Pregúntate: ¿Para qué?

Espera. Antes de dedicar tu tiempo y tu energía a eso que se presenta, pregúntate cuál es el propósito: ¿Para qué hago esto?

Descubrirás que hay pensamientos o acciones que son una pérdida de tiempo, así como pensamientos y acciones que merecen cada segundo que inviertes en ellos.

¿Merece la pena preocuparse, quejarse, cabrearse? La mayoría de las veces, tal vez no. Pero hay ocasiones en las que esas expresiones claras de negatividad te mueven hacia una acción positiva.

Para poner un ejemplo, te cuento un problema que tuve con el banco. La semana pasada les pedí que cancelaran la renovación de un producto.

¿Me hicieron caso? No. Lo renovaron igualmente. Y, cuando esta semana lo descubrí, me enfadé bastante.

objetos perdidos

¿Para qué pillar esos rebotes, con lo malo que es para la salud? Para algo muy positivo, en este caso: Volver al banco y no salir de allí hasta que el problema se resolviera de manera satisfactoria.

Eso hice. Ayer me ocupé del asunto. Cuando salí del banco, regresé a casa y me dispuse a escribir. Pero no fue fácil. Seguía enfadada y no se me iba el banco de la cabeza.

Una pregunta me desatascó: ¿Para qué?

La ira sirvió para desencadenar una acción positiva. Pero, resuelto el problema, dejó de ser útil. Así que decidí no alimentarla y dirigir mi atención hacia pensamientos y acciones más edificantes.

Esto lo puede hacer quien quiera en cualquier momento: Parar en seco y ser consciente de lo que está pensando o haciendo: ¿Para qué lo hago? ¿Cuál es mi propósito?

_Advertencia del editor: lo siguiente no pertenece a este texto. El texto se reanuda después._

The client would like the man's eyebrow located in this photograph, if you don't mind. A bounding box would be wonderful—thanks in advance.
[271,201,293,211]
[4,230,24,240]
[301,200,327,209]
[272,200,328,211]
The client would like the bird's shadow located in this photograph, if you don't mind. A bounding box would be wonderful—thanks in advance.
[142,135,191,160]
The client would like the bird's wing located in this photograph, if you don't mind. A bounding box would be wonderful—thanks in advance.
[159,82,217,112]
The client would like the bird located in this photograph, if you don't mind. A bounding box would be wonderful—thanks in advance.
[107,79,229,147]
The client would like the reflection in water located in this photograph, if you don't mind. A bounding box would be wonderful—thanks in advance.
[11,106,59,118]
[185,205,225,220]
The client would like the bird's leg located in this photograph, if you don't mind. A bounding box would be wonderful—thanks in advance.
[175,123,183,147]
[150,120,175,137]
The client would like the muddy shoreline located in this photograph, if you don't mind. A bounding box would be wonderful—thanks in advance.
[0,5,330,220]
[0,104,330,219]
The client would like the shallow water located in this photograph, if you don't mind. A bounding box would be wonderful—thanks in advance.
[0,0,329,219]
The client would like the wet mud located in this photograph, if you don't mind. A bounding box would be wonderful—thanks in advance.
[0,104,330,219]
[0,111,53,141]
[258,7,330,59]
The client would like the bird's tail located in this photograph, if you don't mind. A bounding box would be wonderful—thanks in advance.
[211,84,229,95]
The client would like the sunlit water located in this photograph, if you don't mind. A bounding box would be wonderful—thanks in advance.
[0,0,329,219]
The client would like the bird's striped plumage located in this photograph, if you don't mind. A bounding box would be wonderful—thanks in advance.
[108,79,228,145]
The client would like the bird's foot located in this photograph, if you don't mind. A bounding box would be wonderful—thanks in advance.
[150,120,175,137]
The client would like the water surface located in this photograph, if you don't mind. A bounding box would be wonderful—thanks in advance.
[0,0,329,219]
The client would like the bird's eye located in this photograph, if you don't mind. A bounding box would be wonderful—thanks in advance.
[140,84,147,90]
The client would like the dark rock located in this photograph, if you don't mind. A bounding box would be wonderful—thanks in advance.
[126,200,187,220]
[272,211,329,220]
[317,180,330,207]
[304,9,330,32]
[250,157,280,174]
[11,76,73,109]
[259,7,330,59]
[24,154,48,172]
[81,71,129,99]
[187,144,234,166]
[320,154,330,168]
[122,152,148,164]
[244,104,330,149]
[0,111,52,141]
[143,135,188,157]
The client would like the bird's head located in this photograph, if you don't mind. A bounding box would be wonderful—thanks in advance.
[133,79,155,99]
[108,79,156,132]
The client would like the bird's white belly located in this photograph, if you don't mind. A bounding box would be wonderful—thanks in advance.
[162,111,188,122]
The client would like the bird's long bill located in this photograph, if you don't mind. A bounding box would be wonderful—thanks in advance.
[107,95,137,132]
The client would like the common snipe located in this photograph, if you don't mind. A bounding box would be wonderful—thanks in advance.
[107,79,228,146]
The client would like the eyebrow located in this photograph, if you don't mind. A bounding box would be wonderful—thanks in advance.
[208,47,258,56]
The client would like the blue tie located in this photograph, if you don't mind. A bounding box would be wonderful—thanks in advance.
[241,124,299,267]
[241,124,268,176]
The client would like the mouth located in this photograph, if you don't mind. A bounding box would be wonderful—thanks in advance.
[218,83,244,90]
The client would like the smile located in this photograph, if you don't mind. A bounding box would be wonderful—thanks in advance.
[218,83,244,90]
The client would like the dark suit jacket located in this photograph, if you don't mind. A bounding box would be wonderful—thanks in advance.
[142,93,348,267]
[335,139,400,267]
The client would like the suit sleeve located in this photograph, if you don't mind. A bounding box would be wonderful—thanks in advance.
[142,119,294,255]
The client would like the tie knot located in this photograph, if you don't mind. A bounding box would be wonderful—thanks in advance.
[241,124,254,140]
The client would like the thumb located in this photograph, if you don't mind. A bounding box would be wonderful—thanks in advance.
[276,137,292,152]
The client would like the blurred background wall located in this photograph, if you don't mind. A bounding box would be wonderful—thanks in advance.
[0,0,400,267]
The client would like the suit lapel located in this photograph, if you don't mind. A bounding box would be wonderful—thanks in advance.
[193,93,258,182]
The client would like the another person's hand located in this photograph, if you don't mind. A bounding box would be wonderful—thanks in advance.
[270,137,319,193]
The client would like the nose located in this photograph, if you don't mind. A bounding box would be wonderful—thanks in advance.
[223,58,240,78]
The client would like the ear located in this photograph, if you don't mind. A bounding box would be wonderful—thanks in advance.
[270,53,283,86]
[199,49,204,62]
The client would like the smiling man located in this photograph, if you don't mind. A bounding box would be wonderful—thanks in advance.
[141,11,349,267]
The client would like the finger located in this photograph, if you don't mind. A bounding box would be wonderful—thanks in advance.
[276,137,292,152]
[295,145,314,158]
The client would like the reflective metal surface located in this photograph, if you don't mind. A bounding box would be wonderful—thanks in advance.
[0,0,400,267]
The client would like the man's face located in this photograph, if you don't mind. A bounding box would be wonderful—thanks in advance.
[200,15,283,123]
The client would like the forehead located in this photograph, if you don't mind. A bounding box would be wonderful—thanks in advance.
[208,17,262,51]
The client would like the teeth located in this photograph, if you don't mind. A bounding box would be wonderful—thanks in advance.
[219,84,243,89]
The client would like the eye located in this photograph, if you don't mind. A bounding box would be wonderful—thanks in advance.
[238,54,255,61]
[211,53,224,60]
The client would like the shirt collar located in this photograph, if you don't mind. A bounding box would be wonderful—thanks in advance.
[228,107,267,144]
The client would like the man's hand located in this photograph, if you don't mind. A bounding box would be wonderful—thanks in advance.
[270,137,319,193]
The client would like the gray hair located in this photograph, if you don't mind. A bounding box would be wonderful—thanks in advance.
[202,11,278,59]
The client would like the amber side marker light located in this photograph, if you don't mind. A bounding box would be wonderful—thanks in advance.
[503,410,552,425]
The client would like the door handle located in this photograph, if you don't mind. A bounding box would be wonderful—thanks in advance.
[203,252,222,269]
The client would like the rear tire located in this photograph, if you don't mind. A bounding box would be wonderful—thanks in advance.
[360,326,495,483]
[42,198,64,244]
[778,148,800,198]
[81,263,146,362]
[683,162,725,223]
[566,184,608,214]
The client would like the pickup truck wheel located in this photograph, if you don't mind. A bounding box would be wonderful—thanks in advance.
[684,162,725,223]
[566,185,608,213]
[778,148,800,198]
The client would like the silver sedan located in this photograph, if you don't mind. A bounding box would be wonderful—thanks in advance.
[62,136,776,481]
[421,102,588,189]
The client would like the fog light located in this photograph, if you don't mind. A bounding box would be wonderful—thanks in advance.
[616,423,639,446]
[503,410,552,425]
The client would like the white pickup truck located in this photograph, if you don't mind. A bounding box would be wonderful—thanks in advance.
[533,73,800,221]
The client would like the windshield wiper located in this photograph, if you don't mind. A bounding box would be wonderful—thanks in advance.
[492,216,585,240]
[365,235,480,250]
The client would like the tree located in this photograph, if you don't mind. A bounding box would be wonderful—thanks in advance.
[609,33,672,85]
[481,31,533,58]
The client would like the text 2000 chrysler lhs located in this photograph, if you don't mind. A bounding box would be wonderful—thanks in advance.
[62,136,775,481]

Muchas veces reaccionamos por hábito; porque siempre lo hemos hecho de esa manera o porque vemos que otros lo hacen. Nos dejamos llevar, sin plantearnos que pueda haber otras opciones, que estén más alineadas con nuestros valores y con aquello que queremos conseguir.

Cuando nos preguntamos “para qué”, profundizamos en las razones por las que hacemos lo que hacemos y eso nos ayuda a seleccionar qué es lo que más nos conviene, ¿no te parece?